🤖 AI Summary
To address pervasive factual hallucinations in large language models (LLMs) applied to materials science, this work introduces HalluMatData—the first domain-specific benchmark for hallucination evaluation—and proposes HalluMatDetector, a multi-stage hallucination detection framework. HalluMatDetector integrates intrinsic credibility analysis, multi-source knowledge-augmented retrieval, graph neural network–driven contradiction reasoning, and multi-dimensional metric fusion.
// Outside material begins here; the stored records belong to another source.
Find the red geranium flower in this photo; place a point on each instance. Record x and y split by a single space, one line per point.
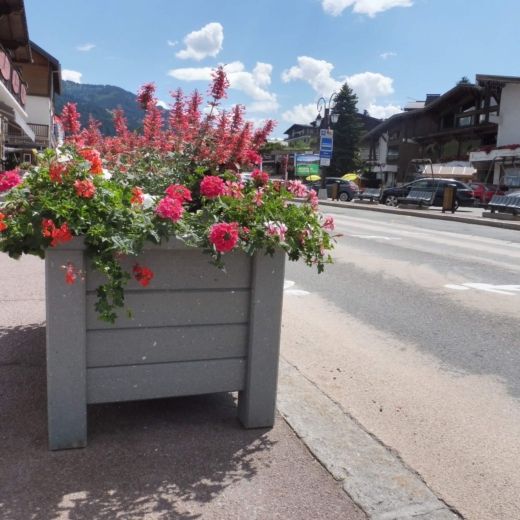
212 187
94 158
176 191
253 157
59 235
224 236
85 188
170 208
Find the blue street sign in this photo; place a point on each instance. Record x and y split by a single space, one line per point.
326 144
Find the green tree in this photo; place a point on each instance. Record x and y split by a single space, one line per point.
347 132
463 81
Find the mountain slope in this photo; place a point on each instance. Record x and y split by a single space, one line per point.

We innovatively propose the PHCS (Prompt-Hallucination Consistency Score) metric to quantify response inconsistency across semantically equivalent queries. Furthermore, we empirically uncover domain-specific hallucination entropy patterns in materials subfields and establish a strong correlation between high-entropy queries and hallucination severity. Experimental results demonstrate that HalluMatDetector improves hallucination detection rate by 30%, while PHCS effectively characterizes response reliability—enabling robust, interpretable, and domain-aware hallucination assessment for materials LLMs.
📝 Abstract
Artificial Intelligence (AI), particularly Large Language Models (LLMs), is transforming scientific discovery, enabling rapid knowledge generation and hypothesis formulation. However, a critical challenge is hallucination, where LLMs generate factually incorrect or misleading information, compromising research integrity. To address this, we introduce HalluMatData, a benchmark dataset for evaluating hallucination detection methods, factual consistency, and response robustness in AI-generated materials science content. Alongside this, we propose HalluMatDetector, a multi-stage hallucination detection framework that integrates intrinsic verification, multi-source retrieval, contradiction graph analysis, and metric-based assessment to detect and mitigate LLM hallucinations. Our findings reveal that hallucination levels vary significantly across materials science subdomains, with high-entropy queries exhibiting greater factual inconsistencies. By utilizing HalluMatDetector verification pipeline, we reduce hallucination rates by 30% compared to standard LLM outputs. Furthermore, we introduce the Paraphrased Hallucination Consistency Score (PHCS) to quantify inconsistencies in LLM responses across semantically equivalent queries, offering deeper insights into model reliability.